Passada a espuma do “primeiro dia” da “grande vitória do PS” no seu glorioso caminho para o poder, eleito que está o “primeiro-ministro” do futuro, consagrado que se considera o “princípio” da eleição directa por eleitorados ad hoc, triunfante a ideia de que o cargo em causa é electivo – e é propriedade do PS -, aceite que foi como positivo um primeiro caso de participação política de cidadãos voluntários, haverá que pôr os pezinhos no chão e tentar ver o que se passou de importante.
Quando se viu o Oco II atirar um cravo ao povo, a propaganda imediata disse tratar-se de uma resposta a um sketch qualquer da campanha do Oco I. Espíritos mais sagazes, ou mais mal intencionados, como o do IRRITADO, ao ver a cena, lembraram-se do ataque paranoico do tarado Vasco Gonçalves, em Almada, a atirar cravos à matilha. Ou seja, o cravo do Oco II foi o primeiro sinal de “mudança”, com um sentido preciso e inequívoco, logo sublinhado pela profusão de murros no ar por parte da tralha ululante. No palco, e nas primeiras filas, uma profusão de gente que se julgaria condenada pelo povo ao caixote dos dejetos da política mas que, afinal, vê no Oco II a hipótese de voltar a ter poder para – é mais que certo – nos levar a uma nova bancarrota.

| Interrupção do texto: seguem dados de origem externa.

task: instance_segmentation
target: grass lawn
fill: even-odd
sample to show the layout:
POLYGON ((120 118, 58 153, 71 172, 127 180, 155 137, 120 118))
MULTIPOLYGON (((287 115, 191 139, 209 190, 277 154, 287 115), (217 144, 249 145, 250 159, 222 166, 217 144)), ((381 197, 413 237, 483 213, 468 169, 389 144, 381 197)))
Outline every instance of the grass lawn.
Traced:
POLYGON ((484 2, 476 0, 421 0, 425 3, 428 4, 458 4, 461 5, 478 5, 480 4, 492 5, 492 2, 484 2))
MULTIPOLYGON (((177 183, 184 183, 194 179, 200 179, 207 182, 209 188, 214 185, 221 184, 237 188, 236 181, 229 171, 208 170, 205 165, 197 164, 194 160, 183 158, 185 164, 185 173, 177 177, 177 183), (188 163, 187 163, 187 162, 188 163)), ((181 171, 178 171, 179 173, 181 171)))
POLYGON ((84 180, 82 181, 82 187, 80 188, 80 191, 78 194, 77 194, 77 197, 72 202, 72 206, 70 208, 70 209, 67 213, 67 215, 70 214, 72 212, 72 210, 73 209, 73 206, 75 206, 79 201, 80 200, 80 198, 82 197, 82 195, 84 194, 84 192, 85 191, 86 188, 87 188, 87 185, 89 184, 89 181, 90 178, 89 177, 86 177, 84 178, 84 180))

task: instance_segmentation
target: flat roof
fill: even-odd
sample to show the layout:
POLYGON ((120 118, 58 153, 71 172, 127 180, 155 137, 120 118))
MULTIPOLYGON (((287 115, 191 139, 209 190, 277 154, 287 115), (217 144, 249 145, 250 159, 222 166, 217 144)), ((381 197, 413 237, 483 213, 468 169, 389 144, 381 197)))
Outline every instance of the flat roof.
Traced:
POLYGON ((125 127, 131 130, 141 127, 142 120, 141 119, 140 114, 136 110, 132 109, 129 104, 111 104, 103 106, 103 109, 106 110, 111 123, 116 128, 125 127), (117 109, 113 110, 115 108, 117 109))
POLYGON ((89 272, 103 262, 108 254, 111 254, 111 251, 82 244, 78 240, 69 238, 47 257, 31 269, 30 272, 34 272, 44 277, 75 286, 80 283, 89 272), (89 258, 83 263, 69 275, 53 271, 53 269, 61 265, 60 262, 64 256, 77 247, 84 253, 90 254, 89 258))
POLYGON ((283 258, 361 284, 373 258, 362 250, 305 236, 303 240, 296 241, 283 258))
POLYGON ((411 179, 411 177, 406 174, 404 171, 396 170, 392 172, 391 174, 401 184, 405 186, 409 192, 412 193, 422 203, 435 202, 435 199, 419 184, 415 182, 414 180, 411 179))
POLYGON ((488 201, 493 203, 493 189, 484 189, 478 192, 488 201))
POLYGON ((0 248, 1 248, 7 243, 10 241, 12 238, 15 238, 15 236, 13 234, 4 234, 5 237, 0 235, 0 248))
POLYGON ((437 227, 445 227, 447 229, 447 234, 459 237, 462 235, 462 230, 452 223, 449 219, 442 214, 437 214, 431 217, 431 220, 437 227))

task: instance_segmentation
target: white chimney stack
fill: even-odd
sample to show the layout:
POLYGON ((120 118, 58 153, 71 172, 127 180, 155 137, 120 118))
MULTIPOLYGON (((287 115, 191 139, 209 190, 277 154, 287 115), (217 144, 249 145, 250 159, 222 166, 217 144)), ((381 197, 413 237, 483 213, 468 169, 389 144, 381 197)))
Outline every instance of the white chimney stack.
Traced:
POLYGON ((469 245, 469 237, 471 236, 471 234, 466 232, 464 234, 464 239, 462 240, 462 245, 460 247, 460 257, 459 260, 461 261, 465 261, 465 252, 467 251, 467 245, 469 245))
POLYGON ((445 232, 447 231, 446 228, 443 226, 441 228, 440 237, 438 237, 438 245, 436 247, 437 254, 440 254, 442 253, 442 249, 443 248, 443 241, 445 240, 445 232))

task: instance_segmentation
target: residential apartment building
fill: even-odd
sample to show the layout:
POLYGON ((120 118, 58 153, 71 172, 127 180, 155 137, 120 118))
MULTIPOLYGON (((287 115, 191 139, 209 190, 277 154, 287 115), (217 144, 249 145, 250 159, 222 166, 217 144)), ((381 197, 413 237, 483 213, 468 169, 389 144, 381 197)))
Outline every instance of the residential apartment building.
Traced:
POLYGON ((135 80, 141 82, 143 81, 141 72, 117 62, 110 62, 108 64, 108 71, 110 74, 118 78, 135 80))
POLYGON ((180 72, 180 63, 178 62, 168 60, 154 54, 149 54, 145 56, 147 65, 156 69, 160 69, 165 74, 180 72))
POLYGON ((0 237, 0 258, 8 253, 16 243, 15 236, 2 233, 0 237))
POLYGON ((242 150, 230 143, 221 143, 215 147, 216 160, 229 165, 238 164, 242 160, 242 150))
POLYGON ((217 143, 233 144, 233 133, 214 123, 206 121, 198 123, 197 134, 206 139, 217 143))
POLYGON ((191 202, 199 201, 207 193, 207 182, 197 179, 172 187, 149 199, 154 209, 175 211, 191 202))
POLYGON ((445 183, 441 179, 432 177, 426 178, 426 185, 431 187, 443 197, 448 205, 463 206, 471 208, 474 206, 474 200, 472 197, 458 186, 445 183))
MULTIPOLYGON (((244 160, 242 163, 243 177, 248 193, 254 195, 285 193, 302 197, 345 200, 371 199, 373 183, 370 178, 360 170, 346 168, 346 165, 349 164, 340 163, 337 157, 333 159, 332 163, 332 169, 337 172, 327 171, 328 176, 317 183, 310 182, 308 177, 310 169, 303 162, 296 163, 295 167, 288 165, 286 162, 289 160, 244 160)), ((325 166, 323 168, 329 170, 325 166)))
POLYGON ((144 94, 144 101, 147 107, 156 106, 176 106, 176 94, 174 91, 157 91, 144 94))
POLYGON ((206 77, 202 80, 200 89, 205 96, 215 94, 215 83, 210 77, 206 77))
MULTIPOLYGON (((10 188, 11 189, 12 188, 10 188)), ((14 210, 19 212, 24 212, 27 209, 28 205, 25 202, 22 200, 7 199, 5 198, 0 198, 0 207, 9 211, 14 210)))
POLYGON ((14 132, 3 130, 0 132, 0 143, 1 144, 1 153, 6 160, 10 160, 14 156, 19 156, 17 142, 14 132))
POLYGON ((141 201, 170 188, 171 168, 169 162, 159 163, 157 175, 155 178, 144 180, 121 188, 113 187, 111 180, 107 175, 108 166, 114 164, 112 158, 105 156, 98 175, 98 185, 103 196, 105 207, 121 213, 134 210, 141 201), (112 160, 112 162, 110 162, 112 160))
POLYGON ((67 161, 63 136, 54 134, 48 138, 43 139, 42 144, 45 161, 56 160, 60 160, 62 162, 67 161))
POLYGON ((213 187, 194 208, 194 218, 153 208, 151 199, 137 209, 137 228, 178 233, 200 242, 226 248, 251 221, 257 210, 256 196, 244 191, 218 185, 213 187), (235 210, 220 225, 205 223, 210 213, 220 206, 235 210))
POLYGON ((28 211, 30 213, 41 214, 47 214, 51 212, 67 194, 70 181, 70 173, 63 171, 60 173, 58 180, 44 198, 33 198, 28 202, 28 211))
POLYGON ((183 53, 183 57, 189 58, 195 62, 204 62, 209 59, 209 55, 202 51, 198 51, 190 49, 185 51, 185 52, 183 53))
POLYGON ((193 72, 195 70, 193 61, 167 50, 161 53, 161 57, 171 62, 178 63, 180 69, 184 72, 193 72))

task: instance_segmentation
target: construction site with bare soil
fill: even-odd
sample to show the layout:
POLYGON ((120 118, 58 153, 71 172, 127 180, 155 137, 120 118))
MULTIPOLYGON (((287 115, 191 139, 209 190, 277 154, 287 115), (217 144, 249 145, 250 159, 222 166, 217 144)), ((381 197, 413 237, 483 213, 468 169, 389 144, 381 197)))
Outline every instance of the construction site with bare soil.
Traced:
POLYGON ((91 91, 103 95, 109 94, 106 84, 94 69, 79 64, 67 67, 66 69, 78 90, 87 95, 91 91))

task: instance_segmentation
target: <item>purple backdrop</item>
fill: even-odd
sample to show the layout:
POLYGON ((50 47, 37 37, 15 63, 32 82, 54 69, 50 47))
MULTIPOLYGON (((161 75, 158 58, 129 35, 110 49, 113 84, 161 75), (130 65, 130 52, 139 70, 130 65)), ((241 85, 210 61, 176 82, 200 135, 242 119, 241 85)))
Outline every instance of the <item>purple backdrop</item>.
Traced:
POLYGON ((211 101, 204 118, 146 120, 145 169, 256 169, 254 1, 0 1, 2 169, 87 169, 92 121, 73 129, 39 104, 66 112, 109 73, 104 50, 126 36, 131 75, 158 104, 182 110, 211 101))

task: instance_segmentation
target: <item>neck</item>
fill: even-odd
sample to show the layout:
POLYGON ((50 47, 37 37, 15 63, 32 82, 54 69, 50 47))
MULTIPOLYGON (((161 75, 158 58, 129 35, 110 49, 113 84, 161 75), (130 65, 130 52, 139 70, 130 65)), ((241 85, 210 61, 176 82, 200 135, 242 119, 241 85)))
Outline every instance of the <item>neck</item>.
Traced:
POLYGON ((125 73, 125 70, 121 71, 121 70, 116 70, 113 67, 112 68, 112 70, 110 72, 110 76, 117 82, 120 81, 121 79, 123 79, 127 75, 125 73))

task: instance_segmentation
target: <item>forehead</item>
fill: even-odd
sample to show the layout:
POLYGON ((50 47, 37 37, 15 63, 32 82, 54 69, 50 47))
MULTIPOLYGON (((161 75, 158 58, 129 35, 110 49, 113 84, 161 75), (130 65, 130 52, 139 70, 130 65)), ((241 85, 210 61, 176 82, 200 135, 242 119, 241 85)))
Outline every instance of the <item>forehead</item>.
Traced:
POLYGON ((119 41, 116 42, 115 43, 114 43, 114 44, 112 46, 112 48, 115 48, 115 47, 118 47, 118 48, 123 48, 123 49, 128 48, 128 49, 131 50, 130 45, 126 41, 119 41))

Já que ninguém duvida que houve uma escolha de pessoas, não de ideias – coisa que, está provado à saciedade, não existe, nem na cabeça de um nem na do outro -, é de olhar para tais pessoas. O Oco I foi levado por duas vezes ao topo da agremiação por decisões legítimas, legais e estatutárias. Enfrentou os adversários de forma decente e limpa. O outro fugiu cobardemente, duas vezes, quando teve oportunidade de avançar. Deixou passar a água por baixo das pontes, auscultou “as massas” e, de forma pelo menos sacana, avançou. Ao que Oco I respondeu com a coragem que o desafio não merecia. Talvez sem saber que estava a cavar a sua pópria sepultura, deu o peito às balas: criou um sistema, certamente inconstitucional, ilegal e extra estatutário – quem de direito fechou os olhos à coisa -, mas frontal. Não fugiu, como era hábito do inimigo. Se alguma coisa se deve ao Oco I, é esse exemplo.
Tudo começou com uma carroceirada do Oco II. Se acharem “carroceirada” muito forte, atentem no discurso de “posse”: que outra classificação é possível?
Apesar da vacuidade das “propostas” políticas de um e de outro, estamos perante gente de carácter oposto: um é decente, o outro não. Mas parece que o “eleitorado” estava mais interessado no paleio de um que na decência do outro.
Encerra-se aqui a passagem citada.